訓練場の様子からしてこれまでの反復横跳びやモグラ潰しの時とは違っていた。個人訓練場にはすぐには数えきれないほどの円が敷き詰められたように並んでおり、地面を埋め尽くしている。

「この円は70センチ間隔で並んでいる。常に円を踏みながらモグラを追え。できるだけ最短距離の移動を意識しろ。」

簡単な説明だけでいつも通りモグラに指導を替わる。修司は手前の円の中に入る。風もなくうっすら雲が覆う空の下で深呼吸をする。

見た所直径40センチの円が100くらいか。これを何分やらされるんだろうな。

モグラは地中に潜り、15mほど離れた場所の円に頭を出す。頭のライトがこちらに向かって光っている。モグラが大きく笛を吹き訓練が始まる。修司は即座に足を踏み出す。足場の円を踏んでいることを確かめながら、最短距離でモグラへと向かう。モグラの手前の円を踏むとモグラは地中に消える。視界の端に動きを感じ左を向くと今度は30mほど離れた所にいる。こうして修司は延々とモグラを追い続けた。暗くなると全が光る球体を空に浮かべ個人訓練場を照らしている。

 4時間ほどして訓練は終わった。今日の訓練は今までの訓練に比べて肺への負担が大きなものだった。心肺への負担が長距離走のような、口の中が血の味をするような、肺がズキズキと痛むような感覚があった。無論ふくらはぎや太ももにも強い痛みがある。座り込む修司を置いて全は帰ろうとする。

「全さん。」

「なんだ?」

「もし、もし俺の友人をここに連れて来たいと言ったらどうしますか?」

「・・・道場を開く気はない。」

「・・・友人の何人かはここを知ってる。」

「そいつらにも教えろというのか?」

「・・・いえ、聞いてみただけです。」

全は消えて行った。残していった光の球はぼうっと淡い光を放っている。

全さんがもしも一色や迫間も訓練してくれるとしても、それをあいつらが耐えられるのか分からない。それにもしこれに大した意味がなかったらそれこそ二人には無駄な努力をさせることになる。本当に頼むとしても俺が見極めてからじゃないと・・・。

 

 帰り道に幼馴染の南野と出会った。修司を見つけるとひどく驚いた様子で近寄ってくる。

「ちょっと、修司どうしたの?ひどい顔してるよ?」

こんなに疲労困憊な修司を見たことはないようだ。

「ああ、いやちょっとな。」

「ちょっとって・・・。これじゃあおばさんの心配も分かるわよ・・・。」

「まあ、気にするなよ。」

「そうやって!」

何の説明もしない修司に真夏は怒った様子だった。

「あ、それよりさ、新聞部って卒業したノーベルの記事があったりするのか?」

「それよりって!・・・もう、あるわよ、30年近く前のデータまであるわよ。

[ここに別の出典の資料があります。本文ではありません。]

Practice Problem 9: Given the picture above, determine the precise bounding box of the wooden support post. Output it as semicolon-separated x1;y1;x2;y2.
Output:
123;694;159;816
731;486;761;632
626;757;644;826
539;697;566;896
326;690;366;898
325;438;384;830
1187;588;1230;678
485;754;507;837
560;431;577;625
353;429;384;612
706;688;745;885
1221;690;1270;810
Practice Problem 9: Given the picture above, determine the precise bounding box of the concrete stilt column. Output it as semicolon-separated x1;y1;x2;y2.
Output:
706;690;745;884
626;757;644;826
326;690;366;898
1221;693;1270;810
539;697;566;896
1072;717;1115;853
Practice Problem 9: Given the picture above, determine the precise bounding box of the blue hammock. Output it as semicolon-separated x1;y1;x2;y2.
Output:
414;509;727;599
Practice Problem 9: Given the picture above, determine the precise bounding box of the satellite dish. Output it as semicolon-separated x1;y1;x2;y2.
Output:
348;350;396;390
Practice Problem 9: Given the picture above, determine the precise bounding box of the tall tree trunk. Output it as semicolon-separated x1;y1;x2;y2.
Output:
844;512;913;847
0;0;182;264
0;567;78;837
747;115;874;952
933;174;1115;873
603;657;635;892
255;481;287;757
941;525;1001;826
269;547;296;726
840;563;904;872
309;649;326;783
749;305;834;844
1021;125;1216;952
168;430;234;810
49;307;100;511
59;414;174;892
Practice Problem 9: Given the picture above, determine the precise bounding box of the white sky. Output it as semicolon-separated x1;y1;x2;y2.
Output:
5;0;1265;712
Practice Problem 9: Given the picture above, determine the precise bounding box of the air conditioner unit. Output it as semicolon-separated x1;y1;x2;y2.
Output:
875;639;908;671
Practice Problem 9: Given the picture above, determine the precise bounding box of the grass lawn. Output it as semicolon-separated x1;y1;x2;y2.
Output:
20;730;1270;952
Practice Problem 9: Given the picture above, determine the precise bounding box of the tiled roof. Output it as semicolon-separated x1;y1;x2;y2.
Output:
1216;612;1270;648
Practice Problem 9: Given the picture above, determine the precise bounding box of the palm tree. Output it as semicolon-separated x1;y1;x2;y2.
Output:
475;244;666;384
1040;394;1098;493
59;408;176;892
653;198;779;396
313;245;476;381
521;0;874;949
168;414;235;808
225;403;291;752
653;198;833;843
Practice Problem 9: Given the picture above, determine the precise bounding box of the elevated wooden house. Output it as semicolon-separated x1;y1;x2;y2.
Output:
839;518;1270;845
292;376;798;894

」

「あのさ、もし時間があったらでいいんだけど、その中で動物をコンバートする人がいないか調べてくれないか?たぶん10年以内の卒業生だとは思うんだけどさ。」

「いいけど、なんで急に?」

「ああ、ちょっとな。」

「また!・・・はあ、分かったわよ。時間があるときに調べるわ。」

「ありがとな。」

「その代わり、そのちょっとのことを近いうちに教えてよね。」

「ああ、分かった。じゃあまたな。」

南野はやりきれないという顔で手を振った。

 

 翌日は土曜日なので朝から訓練が行われた。寮を出る時に一色が心配そうにしていたが、明るく振る舞った。

 その日も昨日と同じ内容だった。基礎の段階からステップアップしたということなのだろうかと修司は思った。1日訓練をした後に倒れる修司は衝撃の言葉を聞いた。

「明日は休息日だ。よく体を休めろ。」

 思ってもいなかった。意外と全という男は計画的に訓練を行っているのかもしれないと思った。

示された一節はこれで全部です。